General Motors is now being squeezed by inflation as well as a global computer chip shortage.
The automaker said on Tuesday that its profit fell by 40 percent in the three months ending in June mainly as a result of rising costs for parts and materials.
The company reported $1.7 billion in profit for the second quarter, down from $2.8 billion in the same period in 2021. The decline came even as revenue rose by more than 4 percent, to $35.8 billion from $34.2 billion a year ago.
G.M. also sold more vehicles — 817,000 cars and light trucks worldwide in the second quarter, up from 760,000 in the year-ago period.
“That’s a function largely of some of the inflationary pressures we’ve seen,” the company’s chief financial officer, Paul Jacobson, said in a conference call. G.M. had previously said it expected cost increases of about $5 billion this year.

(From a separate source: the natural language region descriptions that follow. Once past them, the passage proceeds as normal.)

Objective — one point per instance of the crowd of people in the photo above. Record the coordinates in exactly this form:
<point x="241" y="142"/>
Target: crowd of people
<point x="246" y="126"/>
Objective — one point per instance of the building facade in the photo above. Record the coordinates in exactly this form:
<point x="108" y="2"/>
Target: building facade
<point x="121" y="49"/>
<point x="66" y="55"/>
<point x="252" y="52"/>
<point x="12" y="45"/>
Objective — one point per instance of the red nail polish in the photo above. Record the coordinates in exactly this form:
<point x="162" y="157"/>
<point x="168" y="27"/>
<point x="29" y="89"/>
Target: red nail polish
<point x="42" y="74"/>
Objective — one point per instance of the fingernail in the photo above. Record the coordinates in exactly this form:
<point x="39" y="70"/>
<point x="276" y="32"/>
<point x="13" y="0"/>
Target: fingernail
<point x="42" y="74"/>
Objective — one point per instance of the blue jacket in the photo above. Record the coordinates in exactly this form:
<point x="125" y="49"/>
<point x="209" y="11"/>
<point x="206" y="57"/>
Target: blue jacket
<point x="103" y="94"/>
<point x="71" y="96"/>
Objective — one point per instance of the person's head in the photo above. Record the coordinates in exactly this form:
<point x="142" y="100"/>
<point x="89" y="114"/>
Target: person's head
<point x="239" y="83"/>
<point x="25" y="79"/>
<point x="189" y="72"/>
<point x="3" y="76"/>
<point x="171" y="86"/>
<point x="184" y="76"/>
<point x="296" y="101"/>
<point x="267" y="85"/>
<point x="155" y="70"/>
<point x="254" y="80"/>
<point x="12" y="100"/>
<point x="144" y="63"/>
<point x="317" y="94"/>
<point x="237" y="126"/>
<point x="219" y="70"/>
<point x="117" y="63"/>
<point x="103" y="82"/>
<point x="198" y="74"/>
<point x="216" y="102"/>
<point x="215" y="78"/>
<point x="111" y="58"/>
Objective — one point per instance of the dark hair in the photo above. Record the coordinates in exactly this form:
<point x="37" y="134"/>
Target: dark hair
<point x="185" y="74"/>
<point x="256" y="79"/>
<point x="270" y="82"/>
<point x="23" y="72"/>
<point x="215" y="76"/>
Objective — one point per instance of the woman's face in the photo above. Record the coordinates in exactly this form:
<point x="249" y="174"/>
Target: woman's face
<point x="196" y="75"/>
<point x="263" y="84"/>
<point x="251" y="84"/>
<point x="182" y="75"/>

In addition, G.M. suffered a sharp slowdown in China, where Covid-19 lockdowns have forced many automakers to reduce or shut down production for weeks or months. The company’s deliveries in China fell about 35 percent in the second quarter from a year earlier, and G.M. reported a $87 million loss in its joint ventures there.
Mr. Jacobson said that the company was taking steps to conserve cash and was limiting hiring because of the uncertain economic outlook, but that it did not expect to cut jobs. “We’re not running any scenarios where we contemplate layoffs,” Mr. Jacobson said.
The announcement came before start of trading. G.M. shares ended the day more than 3 percent lower.
The company reiterated its forecast that it would earn $9.6 billion to $11.2 billion in profit this year.
Mr. Jacobson said demand for new cars and trucks continued to exceed supply even as consumers faced rising prices for gasoline, groceries and other goods. “The consumer is remaining very, very strong for us,” he said. “We’re still seeing pent-up demand and we’re not seeing increasing inventory levels at dealerships.”
G.M. should begin production at a new battery plant in Ohio in the next several weeks, which should help the company increase sales of electric vehicles, Mr. Jacobson said.
Sales of electric cars are rising rapidly and have become a major focus for investors. Ford Motor recently started making the F-150 Lightning, an electric pickup truck. The company has said it has taken reservations for more than 200,000 of those trucks.
Some Wall Street analysts have grown frustrated with the slow pace of G.M.’s electrification strategy. “Patience is wearing thin on the street,” Dan Ives, a Wedbush Securities analyst, said in a report released after G.M. reported its earnings.
G.M. currently produces a pricey Hummer pickup truck and the Cadillac Lyriq, an electric sport-utility vehicle, as well as the Chevrolet Bolt. Sales of the Bolt have been slowed significantly because a manufacturing defect in its battery forced G.M. to recall the cars and halt production for months.
As its battery production ramps up, G.M. plans to add electric versions of the Chevrolet Silverado pickup truck and Chevrolet Equinox and Blazer S.U.V.s next year, and aims to have about 30 electric models worldwide by 2025.